Well done to everybody who had a go at this activity.

Lots of children said that the smallest number of brush loads needed was 15 and the largest number was 21. Dana from Twyford School in the UK made arrangements of cubes that used all of the numbers of brush loads between 15 and 21, and she even found a way to make an arrangement using 22 brush loads! Have a look at Dana's solution to see how she did it.

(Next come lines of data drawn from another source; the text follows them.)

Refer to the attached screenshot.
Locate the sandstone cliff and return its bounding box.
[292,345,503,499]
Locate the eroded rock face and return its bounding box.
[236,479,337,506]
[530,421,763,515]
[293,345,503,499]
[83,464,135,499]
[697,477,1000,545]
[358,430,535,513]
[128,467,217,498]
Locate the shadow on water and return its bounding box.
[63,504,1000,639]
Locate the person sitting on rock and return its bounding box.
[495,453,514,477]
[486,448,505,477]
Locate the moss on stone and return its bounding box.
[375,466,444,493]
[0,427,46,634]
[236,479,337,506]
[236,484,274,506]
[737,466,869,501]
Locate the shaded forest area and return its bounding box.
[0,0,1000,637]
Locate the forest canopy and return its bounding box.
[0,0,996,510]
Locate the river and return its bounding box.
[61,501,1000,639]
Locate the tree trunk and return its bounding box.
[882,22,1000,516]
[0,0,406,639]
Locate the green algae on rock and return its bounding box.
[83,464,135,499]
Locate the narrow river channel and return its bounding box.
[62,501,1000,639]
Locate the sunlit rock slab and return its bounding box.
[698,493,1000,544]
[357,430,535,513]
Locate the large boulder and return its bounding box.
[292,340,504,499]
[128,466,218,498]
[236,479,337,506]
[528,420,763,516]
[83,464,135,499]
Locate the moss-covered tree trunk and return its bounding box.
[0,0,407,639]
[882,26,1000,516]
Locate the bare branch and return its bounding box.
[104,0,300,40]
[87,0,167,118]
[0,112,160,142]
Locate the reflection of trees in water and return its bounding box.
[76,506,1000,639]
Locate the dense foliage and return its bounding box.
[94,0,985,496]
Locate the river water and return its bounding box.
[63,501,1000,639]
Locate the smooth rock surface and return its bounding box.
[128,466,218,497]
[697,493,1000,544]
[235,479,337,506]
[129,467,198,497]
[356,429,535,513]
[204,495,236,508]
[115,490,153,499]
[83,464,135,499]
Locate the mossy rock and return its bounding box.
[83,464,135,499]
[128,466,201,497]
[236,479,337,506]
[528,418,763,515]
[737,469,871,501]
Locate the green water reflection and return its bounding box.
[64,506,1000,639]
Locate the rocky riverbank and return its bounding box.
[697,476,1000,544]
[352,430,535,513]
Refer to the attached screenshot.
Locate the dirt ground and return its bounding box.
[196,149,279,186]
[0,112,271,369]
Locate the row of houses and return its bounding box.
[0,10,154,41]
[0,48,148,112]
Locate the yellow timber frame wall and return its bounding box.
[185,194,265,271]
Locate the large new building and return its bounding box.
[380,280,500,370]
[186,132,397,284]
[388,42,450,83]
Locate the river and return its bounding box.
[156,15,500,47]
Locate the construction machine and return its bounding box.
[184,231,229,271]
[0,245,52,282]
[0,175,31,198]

Callum and Josh submitted some ways of making the largest number of brush loads and the smallest number of brush loads for 5, 6 and 7 cubes:

Lan explored the pattern for greater numbers of cubes, as did Rohaan from New Zealand. Lan describes the method used:

From counting cubes, we find:
With 5 cubes, the least number of BLs is 15, and the largest number of BLs is 21.
With 6 cubes, the least number of BLs is 16, and the largest number of BLs is 25.
With 7 cubes, the least number of BLs is 19, and the largest number of BLs is 29.
With 8 cubes, the least number of BLs is 20, and the largest number of BLs is 33.
With 9 cubes, the least number of BLs is 23, and the largest number of BLs is 37.

We remark the pattern:
With 5 cubes, the least number is 15, and the largest number is 21.
With 6 cubes, the least number is 15+1 = 16, and the largest number is 21+4 = 25.
With 7 cubes, the least number is 16+3 = 19, and the largest number is 25+4 = 29.
With 8 cubes, the least number is 19+1 = 20, and the largest number is 29+4 = 33.
With 9 cubes, the least number is 20+3 = 23, and the largest number is 33+4 = 37.

This is interesting, isn't it? If we think about the least number of BLs, we are trying to make as close to a rectangular arrangement of cubes as possible. This helps us to see why we only add one face going from an odd to an even number of cubes, but three faces going from an even to an odd.

However, is a rectangular array always the best for minimising the number of brush loads? If you had 9 cubes, how about making a square arrangement? How many brush loads of paint would you need then?

Ci Hui Minh Ngoc from Kong Hwa School in Singapore worked out the number of brush loads needed for every number of cubes from 1 to 7, thinking particularly about the ways of arranging the cubes to give the smallest and largest numbers of brush loads. Have a look at Ci Hui Minh Ngoc's solution to see if you agree with their ideas. The formula under each diagram represents the number of 'covered' faces, i.e. the number of faces that don't need painting, compared to the total number of faces on each of the cubes.

Ci Hui Minh Ngoc says that when the cubes are arranged in a tall tower, the number of 'covered' faces in the arrangement with n cubes can be written as (n - 1) x 2 + 1, compared to the total number of faces on all of the cubes which would be 6n.

Rohaan's solution says that the largest number of brush loads is always (4 x number of cubes) + 1. Does this tie in with what Ci Hui Minh Ngoc says about the number of covered faces?

Rohaan also worked out that the smallest number of brush loads depends on whether the number of cubes is odd or even:

Odd: (n - 5) x 2 + 15
Even: (n - 6) x 2 + 16

Does this work for a square arrangement too?